Я не пролила ни слезинки. Я только молила Всевышнего, чтобы Он позволил мне быть рядом с ним в его последний час. Я знала, что мои молитвы будут услышаны. Бог не мог отказать мне в этом. Я отправилась домой и стала ждать.
Подле его постели была свояченица Констанции Зофи Хайбл. Это была простая, но искренняя женщина. Мы с ней нашли общий язык. По непонятным мне причинам Констанции не было — она как будто пряталась где-то; иногда появлялся его секретарь Зюсмайр, молчаливый молодой человек, и тут же исчезал.

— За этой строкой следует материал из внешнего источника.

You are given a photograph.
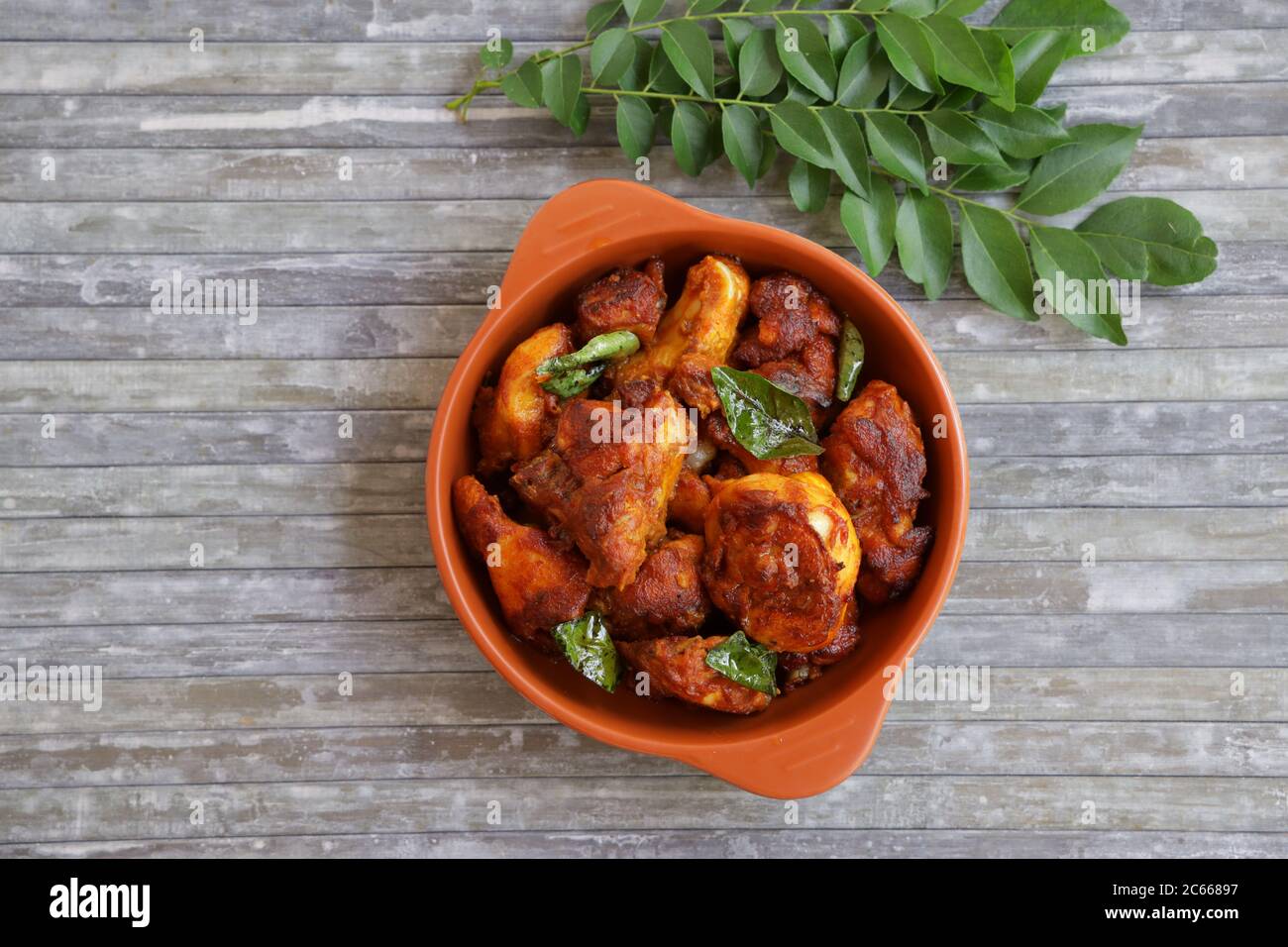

Уже много позже, перебирая то, что рассказывала мне Констанция у меня дома «на посиделках»: про свое детство, юность, я пришла к неожиданному выводу: она тоже была как-то замешана во всем том, что случилось с Вольфгангом Моцартом и трагедией в нашем доме — смертью моего мужа Франца Хофдемеля. Судите сами, герр Дейм-Мюллер. Таковы мои размышления на сей счет»
И тут, отвлекшись от писем Марии Магдалены Хофдемель, я сравнил этих двух женщин, сыгравших знаковую роль в жизни и творчестве гениального Моцарта. Жена Констанция умела поддерживать атмосферу очаровательного жеманства. В ранней юности она проводила много времени в театре. Возможно даже, что ее отец и суфлер Фридолин Вебер стал водить ее туда за руку, едва она научилась ходить. Можно представить себе, как она садилась рядом с отцом и смотрела, как по сцене ходили взад и вперед восхитительно одетые мужчины и женщины, странно загримированные, и говорили совсем не так, как обыкновенные люди на улице и дома. И вот с замужеством театральные подмостки перекочевали к ней в дом вместе с Моцартом. Теперь актеры и актрисы вновь появлялись перед нею, приводимые мужем Вольфгангом, сестрой Алоизией или их друзьями и коллегами; и жизнь ее мало отличалась от зингшпилей и опер.
Плохо подготовленная для понимания серьезности и трагического благородства ее бытия рядом с гением, уроками его матери, которая сама была ужасно посредственна сердцем и умом, Констанция, однако, заслуживала благодарности мужа хотя бы за то, что не мешала и не докучала ему в работе.
Что тут еще можно добавить или убавить? Вся жизнь для Констанции была театром, а театр — жизнью. А то, что произошло с великим Моцартом — уже дело техники, о чем приходится размышлять только на лестнице, как говорят французы.